CVE-2024-1351

Name of the Vulnerable Software and Affected Versions MongoDB Server versions prior to and including 7.0.5 MongoDB Server versions prior to and including 6.0.13 MongoDB Server versions prior to and including 5.0.24 MongoDB Server versions prior to and including 4.4.28

Description The issue is related to errors in the TLS certificate authentication procedure, which may allow an attacker to establish unauthorized connections to the MongoDB server. Under certain configurations of --tlsCAFile and tls.CAFile, MongoDB Server may skip peer certificate validation, resulting in untrusted connections succeeding. This reduces the security guarantees provided by TLS and opens connections that should have been closed due to failing certificate validation. A server process will allow incoming connections to skip peer certificate validation if the server process was started with TLS enabled (net.tls.mode set to allowTLS, preferTLS, or requireTLS) and without a net.tls.CAFile configured.
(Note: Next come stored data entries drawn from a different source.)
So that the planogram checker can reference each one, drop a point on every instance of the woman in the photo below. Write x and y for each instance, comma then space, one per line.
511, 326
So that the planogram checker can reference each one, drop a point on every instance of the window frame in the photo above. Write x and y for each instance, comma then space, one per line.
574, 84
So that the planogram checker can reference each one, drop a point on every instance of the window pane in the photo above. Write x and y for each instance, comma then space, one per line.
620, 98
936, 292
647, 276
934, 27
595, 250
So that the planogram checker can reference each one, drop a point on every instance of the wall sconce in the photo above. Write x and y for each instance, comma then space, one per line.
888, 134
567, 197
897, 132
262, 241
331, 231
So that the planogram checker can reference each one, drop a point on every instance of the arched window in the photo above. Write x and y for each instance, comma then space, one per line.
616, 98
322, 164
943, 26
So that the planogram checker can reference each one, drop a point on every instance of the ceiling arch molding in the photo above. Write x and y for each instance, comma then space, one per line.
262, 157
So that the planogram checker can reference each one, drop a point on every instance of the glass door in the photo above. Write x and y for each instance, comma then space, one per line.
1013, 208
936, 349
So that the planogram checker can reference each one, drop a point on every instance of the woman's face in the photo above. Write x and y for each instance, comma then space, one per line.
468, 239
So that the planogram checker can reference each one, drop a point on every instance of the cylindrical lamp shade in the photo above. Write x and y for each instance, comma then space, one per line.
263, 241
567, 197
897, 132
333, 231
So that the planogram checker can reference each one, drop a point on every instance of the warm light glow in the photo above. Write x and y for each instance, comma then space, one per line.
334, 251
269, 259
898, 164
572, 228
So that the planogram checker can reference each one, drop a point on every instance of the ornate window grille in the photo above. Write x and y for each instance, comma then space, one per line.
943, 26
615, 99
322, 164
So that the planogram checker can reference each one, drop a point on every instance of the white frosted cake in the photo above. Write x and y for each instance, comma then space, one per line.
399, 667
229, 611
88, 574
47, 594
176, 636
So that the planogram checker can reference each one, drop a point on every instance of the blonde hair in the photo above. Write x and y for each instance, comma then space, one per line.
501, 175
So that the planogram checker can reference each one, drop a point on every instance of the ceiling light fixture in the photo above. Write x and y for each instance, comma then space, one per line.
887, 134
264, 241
Recommendations For MongoDB Server version 7.0.5 and earlier, update to a version later than 7.0.5 to fix the issue. For MongoDB Server version 6.0.13 and earlier, update to a version later than 6.0.13 to fix the issue. For MongoDB Server version 5.0.24 and earlier, update to a version later than 5.0.24 to fix the issue. For MongoDB Server version 4.4.28 and earlier, update to a version later than 4.4.28 to fix the issue. As a temporary workaround, consider configuring net.tls.CAFile to ensure peer certificate validation is performed. Restrict access to the server by configuring net.tls.mode to requireTLS and ensuring a valid net.tls.CAFile is provided. Avoid starting the server process without a net.tls.CAFile configured when TLS is enabled.